If you are restricting the distance you are riding right now to alleviate risk of injury or collision that could impact the NHS, it doesn't mean you have to sacrifice a solid workout. In just a one hour session you can:
- Hit some hill reps seated and smooth to focus on glute and hamstring strength and/or out of the saddle, attacking as hard as you can.
- Big ring; small cog and grind out low rpm, smooth reps to build power and strength.
- Small ring; bigger cogs to generate more leg speed and help boost your neural pathways that your legs can have that explosive turn of pace.
- Intervals of time or distance. If its speed and power you want, hit hard short efforts with longer recovery to get the maximum benefit or if it's aerobic building you want, go longer smoother efforts with a short period of spinning between.
- If a safe stretch of road, do a small self-timed time trial and play around with your position on the bike to get as aero as possible.

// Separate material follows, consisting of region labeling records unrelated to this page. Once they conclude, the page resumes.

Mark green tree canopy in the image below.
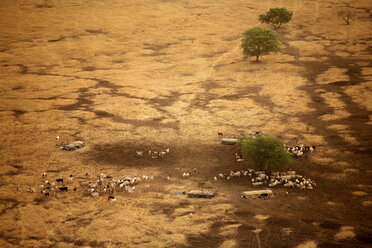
[238,134,291,172]
[258,8,293,28]
[241,27,280,61]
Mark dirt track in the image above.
[0,0,372,248]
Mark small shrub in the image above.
[238,134,291,172]
[258,8,293,28]
[241,27,280,61]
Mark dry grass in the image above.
[0,0,372,247]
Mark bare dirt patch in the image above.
[0,0,372,247]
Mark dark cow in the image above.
[58,186,68,192]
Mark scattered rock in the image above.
[221,138,238,145]
[61,141,85,151]
[187,190,216,198]
[242,189,274,198]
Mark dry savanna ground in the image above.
[0,0,372,248]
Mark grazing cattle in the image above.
[58,186,68,192]
[108,195,116,202]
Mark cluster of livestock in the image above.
[136,148,169,159]
[214,169,316,190]
[22,172,154,202]
[285,145,316,158]
[80,173,154,202]
[23,172,76,196]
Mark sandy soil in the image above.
[0,0,372,248]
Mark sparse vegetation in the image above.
[238,134,291,172]
[337,10,353,25]
[241,27,280,61]
[258,8,293,28]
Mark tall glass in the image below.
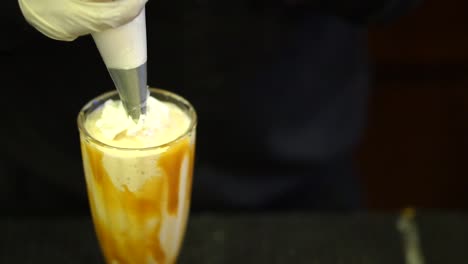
[78,89,197,264]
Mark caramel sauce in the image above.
[82,137,194,264]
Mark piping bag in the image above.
[92,8,149,122]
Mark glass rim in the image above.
[77,87,198,151]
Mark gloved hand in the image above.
[18,0,148,41]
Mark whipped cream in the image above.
[92,8,147,70]
[85,96,190,148]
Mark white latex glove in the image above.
[18,0,148,41]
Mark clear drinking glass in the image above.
[78,88,197,264]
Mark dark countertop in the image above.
[0,212,468,264]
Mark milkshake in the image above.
[78,89,196,264]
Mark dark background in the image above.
[356,0,468,209]
[0,0,468,212]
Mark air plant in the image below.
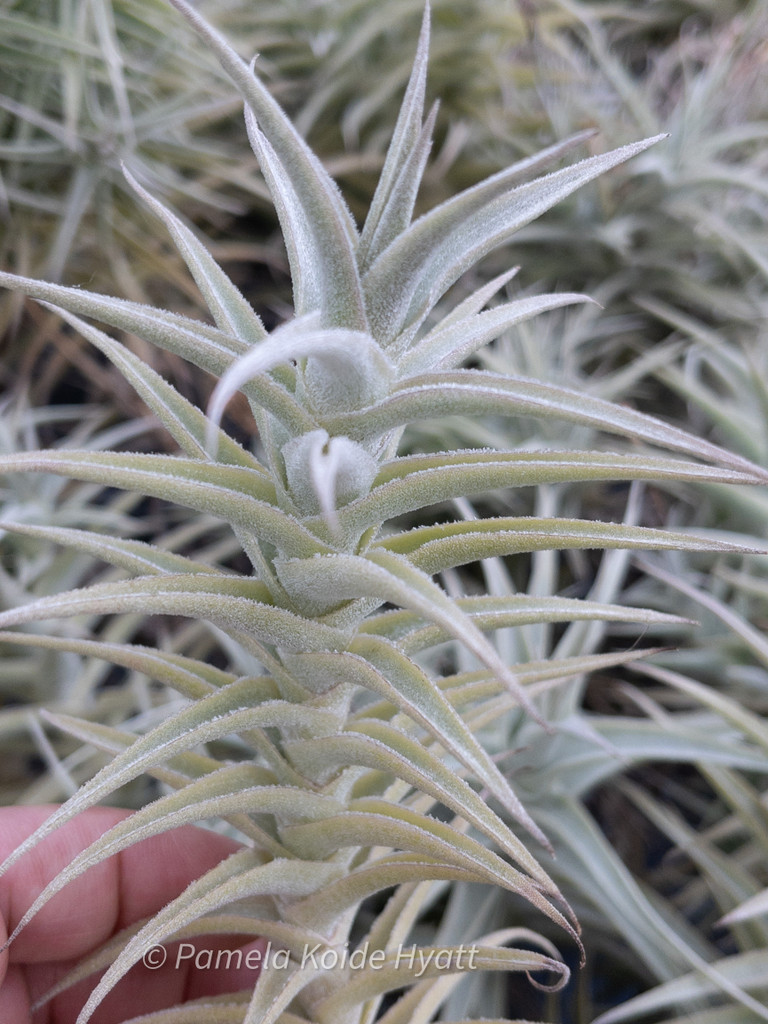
[0,0,768,1024]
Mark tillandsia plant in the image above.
[0,0,768,1024]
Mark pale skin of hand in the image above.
[0,807,264,1024]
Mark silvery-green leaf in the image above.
[0,451,329,555]
[357,0,430,269]
[306,635,547,846]
[380,928,568,1024]
[397,292,593,378]
[0,677,338,872]
[364,135,666,345]
[358,103,437,271]
[274,549,540,720]
[318,943,570,1024]
[8,764,309,936]
[374,516,755,574]
[0,572,348,650]
[339,450,765,532]
[368,594,690,655]
[44,303,261,471]
[1,519,218,575]
[76,850,340,1024]
[281,798,577,939]
[292,851,478,931]
[164,0,366,330]
[123,167,266,345]
[0,632,236,697]
[327,370,768,483]
[287,720,554,887]
[0,271,314,432]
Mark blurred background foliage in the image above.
[0,0,768,1024]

- One leg drills in a lower rpm to build power and smooth out imbalances.
- Fast cadence sprint efforts to recruit the fast twitch muscle fibres and boost speed
- Low rpm efforts as per the above to build power
- 'up and down the block' - 2-3 min efforts in each rear cog slowly coming down to the smallest.
- Jumping off the bike to skip if you don't have a treadmill and/or are stuck inside.